L’application de la directive européenne se solderait par un accroissement de près de 20 % de la demande de blé tendre, satisfaite essentiellement par une réduction de plus de la moitié des exportations (58,2 %), la production n’augmentant que de 5,5 %. Effet immédiat de cet essor des besoins : une hausse de prix de 11,3 %, en Europe comme à l’international (119 €/t).
Le marché de la terre s’en ressent aussi, avec des tarifs en hausse en dépit de la possibilité de cultiver sur gel obligatoire. Effet secondaire de la progression des volumes de bioéthanol, les tonnages de maïs grains reculent et leurs cours grimpent. En outre, comme l’anticipe l’étude, « les effets sur les rendements moyens à l’hectare sont très faibles car les terres remises en culture ont un potentiel agronomique faible ». L’UE n’importe pas d’éthanol, à la faveur de barrières douanières. La part des produits céréaliers et leur prix final grignotent 3 %.
Concernant le colza, « la demande d’huile explose ». Elle se retrouve plus que triplée et son prix gonfle de près de 50 %. Mais l’intensification de la production de graines (+76,2 % avec un prix supérieur de 42,6 %) ne suffit pas à subvenir à ces nouveaux besoins. Résultat, l’Europe, qui aurait été exportatrice nette avec 905 Mt vendues, devient importatrice. Les autres huiles suivent une tendance similaire « du fait des substitutions significatives à la demande humaine ».

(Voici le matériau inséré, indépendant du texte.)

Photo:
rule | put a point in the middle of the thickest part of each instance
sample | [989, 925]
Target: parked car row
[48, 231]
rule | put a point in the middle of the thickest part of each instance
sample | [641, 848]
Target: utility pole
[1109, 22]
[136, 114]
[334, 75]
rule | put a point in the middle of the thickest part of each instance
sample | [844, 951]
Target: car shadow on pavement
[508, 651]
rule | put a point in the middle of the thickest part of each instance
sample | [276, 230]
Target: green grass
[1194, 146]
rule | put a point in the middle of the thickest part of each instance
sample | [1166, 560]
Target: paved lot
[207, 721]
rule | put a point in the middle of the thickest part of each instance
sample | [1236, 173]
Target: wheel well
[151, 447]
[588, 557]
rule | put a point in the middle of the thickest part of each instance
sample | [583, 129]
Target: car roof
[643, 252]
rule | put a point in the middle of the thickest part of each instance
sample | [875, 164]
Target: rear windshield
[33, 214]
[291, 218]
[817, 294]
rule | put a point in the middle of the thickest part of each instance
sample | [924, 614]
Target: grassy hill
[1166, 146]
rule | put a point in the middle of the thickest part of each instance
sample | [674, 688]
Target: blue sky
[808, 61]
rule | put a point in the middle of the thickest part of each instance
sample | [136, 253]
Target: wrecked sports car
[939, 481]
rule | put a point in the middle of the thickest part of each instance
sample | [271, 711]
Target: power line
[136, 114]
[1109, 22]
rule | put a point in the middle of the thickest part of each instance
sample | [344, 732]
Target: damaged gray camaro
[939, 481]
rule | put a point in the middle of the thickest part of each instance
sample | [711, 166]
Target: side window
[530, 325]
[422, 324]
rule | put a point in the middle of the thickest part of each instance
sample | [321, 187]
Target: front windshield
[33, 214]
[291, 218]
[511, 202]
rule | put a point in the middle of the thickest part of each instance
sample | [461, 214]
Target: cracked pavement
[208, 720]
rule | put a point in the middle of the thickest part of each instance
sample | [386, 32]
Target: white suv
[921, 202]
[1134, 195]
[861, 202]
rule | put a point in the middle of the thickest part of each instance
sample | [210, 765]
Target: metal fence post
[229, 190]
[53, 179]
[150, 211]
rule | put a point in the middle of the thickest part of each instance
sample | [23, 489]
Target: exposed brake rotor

Le surplus de tourteaux de colza trouverait preneur sur le nord de l’Afrique
Alexandre Gohin s’attend à ce qu’ « on ait beaucoup trop de tourteaux de colza », d’où une baisse des prix (-12,4 %), accompagnée d’une plus forte incorporation des fabricants d’aliments du bétail européens. Mais ces derniers en consomment « déjà beaucoup », et ce tourteau n’est, à l’heure actuelle, pas valorisable par toutes les espèces animales. L’excédent de production conduit alors au développement des ventes à l’export, sur l’Afrique du Nord notamment.
L’effet de la dévaluation des coproduits permet de compenser en partie la tension des céréales et le coût de fabrication des aliments composés ne s’alourdit que d’1 %. Les productions animales progressent légèrement.
La politique incitative de l’Union européenne coûterait 10,5 Md€
La progression des volumes et prix céréaliers laisse entrevoir une amélioration des revenus des agriculteurs. Selon les hypothèses de l’Inra, le développement des biocarburants génère 3,2 Md€ de valeur ajoutée supplémentaire et créé 42.000 emplois.
Un gain à comparer aux dépenses publiques injectées dans l’achat des biocarburants qui sont estimées à 10,5 Md€. Le coût de transformation est évalué à 2,5 Md€. En parallèle, les producteurs étrangers bénéficient de l’effet de la baisse des exportations céréalières et de la progression des importations, à hauteur de 4,8 Md€. « Les biocarburants ont donc un ratio très limité en terme de soutien au revenu agricole », conclut Alexandre Gohin.
Investir dans ces filières pour accroître le revenu des producteurs serait donc un faux calcul. Il faut alors justifier la politique incitative européenne par d’autres bénéfices : moindre dépendance au pétrole, restriction des émissions de gaz à effets de serre,… des critères aux bilans encore discutés. Et ces résultats supposent qu’aucun accord sur les protections tarifaires n’ait été pris d’ici 2015.